The possibility of instituting hospital fees or taxes to support state Medicaid programs recently has made the news in both Georgia and Tennessee. Now three more states--New Jersey, California and Idaho--also are either looking at creating such fees or increasing fees that are already in place.
Yesterday New Jersey Gov. Chris Christie proposed heavy spending cuts for the state's fiscal year (FY) 2011 budget to address a $10.7 billion budget shortfall. Gov. Christie said that the budget "stands up for our hospitals despite all our fiscal challenges." Yet the New Jersey Hospital Association wasn't impressed, noting the governor wants to lift the cap on the existing 0.53 percent tax on hospital revenues in order to raise an additional $45 million in state revenues, as well as another $45 million in federal matching funds.

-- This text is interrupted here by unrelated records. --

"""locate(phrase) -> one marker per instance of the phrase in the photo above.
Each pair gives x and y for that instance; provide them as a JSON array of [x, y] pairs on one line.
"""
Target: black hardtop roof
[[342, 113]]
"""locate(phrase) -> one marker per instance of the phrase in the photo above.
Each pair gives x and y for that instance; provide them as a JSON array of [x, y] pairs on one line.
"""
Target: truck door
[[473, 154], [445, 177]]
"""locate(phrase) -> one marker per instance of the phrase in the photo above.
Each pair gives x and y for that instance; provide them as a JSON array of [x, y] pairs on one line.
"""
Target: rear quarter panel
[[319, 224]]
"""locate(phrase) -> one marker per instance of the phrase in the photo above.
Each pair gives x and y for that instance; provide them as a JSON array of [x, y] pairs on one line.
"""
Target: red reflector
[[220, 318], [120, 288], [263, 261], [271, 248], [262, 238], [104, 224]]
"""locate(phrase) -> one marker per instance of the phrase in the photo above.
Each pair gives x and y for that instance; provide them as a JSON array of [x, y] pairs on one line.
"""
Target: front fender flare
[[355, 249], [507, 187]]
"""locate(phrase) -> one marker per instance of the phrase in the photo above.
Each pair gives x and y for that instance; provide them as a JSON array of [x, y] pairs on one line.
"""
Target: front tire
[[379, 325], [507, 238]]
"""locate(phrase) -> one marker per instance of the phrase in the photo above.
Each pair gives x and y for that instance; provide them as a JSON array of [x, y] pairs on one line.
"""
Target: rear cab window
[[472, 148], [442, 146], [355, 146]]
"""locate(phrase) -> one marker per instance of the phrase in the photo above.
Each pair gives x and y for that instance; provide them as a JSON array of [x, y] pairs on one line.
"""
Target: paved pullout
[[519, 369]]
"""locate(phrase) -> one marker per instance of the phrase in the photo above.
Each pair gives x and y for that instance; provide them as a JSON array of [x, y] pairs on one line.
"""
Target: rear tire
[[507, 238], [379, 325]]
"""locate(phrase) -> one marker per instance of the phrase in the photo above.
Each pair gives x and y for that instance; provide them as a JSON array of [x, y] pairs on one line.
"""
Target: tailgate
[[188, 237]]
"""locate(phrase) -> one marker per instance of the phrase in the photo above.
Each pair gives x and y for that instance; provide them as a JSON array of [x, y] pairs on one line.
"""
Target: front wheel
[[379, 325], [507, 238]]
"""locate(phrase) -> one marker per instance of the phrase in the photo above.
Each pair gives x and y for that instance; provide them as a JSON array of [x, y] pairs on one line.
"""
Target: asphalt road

In California, the California Hospital Association has negotiated an agreement allowing the state to tax hospitals in order to gain an additional $4.3 billion in federal funding to increase state Medicaid (Medi-Cal) payments. The details of the deal still have to be worked out and approved by the federal government. However, the tax and the associated payment increases will be based on Medi-Cal volume. Out of 430 hospitals in California, 83 would pay the tax but lose money due to low Medi-Cal volume. But most of those hospitals are part of health systems where money-making hospitals could help provide balance for the losers. Approximately 17 independent hospitals probably would pay the tax but lose money, says Anne McLeod, vice president of finance policy for the hospital association.
In Idaho, a group of 20 private hospitals, primarily nonprofits, are backing a bill that would require them to pay $25 million annually in FYs 2011 and 2012 to offset a $47 million Medicaid budget hole and to keep the federal matching funds flowing.